Inquiry @UC Santa Cruz | Ben Shouse | 2019

Vaccines are one of history’s most important medical advances, shielding large swaths of humanity from more than a dozen diseases. Worldwide, experts estimate that measles vaccinations alone have saved more than 17 million lives since the year 2000. In the United States, as a National Academies report put it in 2003, vaccines are a major reason that “death in childhood is no longer expected.”

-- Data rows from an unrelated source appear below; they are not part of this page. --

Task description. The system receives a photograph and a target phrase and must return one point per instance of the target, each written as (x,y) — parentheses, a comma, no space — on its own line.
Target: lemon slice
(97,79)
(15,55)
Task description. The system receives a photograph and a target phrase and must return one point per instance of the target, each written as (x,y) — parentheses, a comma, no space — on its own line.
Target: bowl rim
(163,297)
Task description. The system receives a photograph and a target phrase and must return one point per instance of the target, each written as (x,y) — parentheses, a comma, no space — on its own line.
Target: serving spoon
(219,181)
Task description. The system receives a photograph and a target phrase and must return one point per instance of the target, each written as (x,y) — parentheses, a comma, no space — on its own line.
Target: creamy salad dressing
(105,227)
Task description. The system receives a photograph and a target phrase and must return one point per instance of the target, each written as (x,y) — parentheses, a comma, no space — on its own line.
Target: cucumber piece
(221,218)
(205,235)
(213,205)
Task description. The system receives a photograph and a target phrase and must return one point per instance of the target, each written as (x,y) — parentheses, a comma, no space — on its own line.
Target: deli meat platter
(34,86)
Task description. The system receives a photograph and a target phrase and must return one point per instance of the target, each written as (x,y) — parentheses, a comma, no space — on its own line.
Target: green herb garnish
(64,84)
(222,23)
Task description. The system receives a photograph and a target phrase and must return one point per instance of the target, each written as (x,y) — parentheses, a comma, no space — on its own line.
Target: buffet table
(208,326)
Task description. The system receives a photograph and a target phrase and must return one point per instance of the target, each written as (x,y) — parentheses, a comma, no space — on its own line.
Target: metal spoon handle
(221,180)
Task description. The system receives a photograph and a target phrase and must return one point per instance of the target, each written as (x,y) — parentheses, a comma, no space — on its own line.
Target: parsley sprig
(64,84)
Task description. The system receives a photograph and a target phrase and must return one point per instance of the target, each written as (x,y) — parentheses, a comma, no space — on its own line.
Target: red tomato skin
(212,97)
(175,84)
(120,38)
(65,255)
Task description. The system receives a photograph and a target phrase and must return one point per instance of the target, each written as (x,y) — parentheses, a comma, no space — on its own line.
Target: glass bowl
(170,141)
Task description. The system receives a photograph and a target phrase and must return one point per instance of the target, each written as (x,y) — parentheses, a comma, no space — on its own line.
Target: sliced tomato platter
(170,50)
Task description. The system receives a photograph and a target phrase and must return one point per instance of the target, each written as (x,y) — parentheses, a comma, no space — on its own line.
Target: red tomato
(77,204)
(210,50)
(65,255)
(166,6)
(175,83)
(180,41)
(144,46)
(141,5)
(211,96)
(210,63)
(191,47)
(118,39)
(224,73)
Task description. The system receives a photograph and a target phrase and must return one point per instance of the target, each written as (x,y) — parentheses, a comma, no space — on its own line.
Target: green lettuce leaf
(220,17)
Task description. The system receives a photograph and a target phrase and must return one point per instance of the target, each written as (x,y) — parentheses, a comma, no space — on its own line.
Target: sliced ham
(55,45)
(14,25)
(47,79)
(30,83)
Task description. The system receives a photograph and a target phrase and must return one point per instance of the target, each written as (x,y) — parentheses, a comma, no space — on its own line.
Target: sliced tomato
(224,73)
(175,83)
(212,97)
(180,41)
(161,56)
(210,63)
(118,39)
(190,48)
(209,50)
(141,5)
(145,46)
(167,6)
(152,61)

And yet, most vaccines are still made with the same basic approach Edward Jenner used for smallpox back in the 1790s: borrowing from nature. Later scientists and clinicians improved on Jenner, to be sure, but their work remained “empirical”—based on observation rather than a coherent theory.

“They didn’t have to understand what a virus was or what an immune system was,” said Bruce Gellin, vaccine expert and president of global immunization at the Sabin Vaccine Institute, a research and advocacy nonprofit based in Washington, D.C. Now, however, vaccinology is in the middle of a fundamental shift. “Insights from our investments in basic science have led to leaps in technology that allow you to do things in a totally different way,” Gellin said.

One of the scientists making those leaps is Rebecca DuBois, assistant professor of biomolecular engineering at UC Santa Cruz. She is a rising talent in “rational” vaccine design, so called because it is based on an understanding of why vaccines work at the molecular level. Instead of borrowing from nature, her approach is to build vaccines from scratch. The aim? In addition to improving on existing vaccines, it’s to develop first-time vaccines for viruses (and other disease agents) that have so far defied vaccination efforts. That includes viruses like HIV, but DuBois’s work focuses on more common but less notorious bugs, like respiratory syncytial virus (RSV). “Traditional ways of making a vaccine have in some cases just epically failed,” said DuBois. “So, we’re taking a new approach.”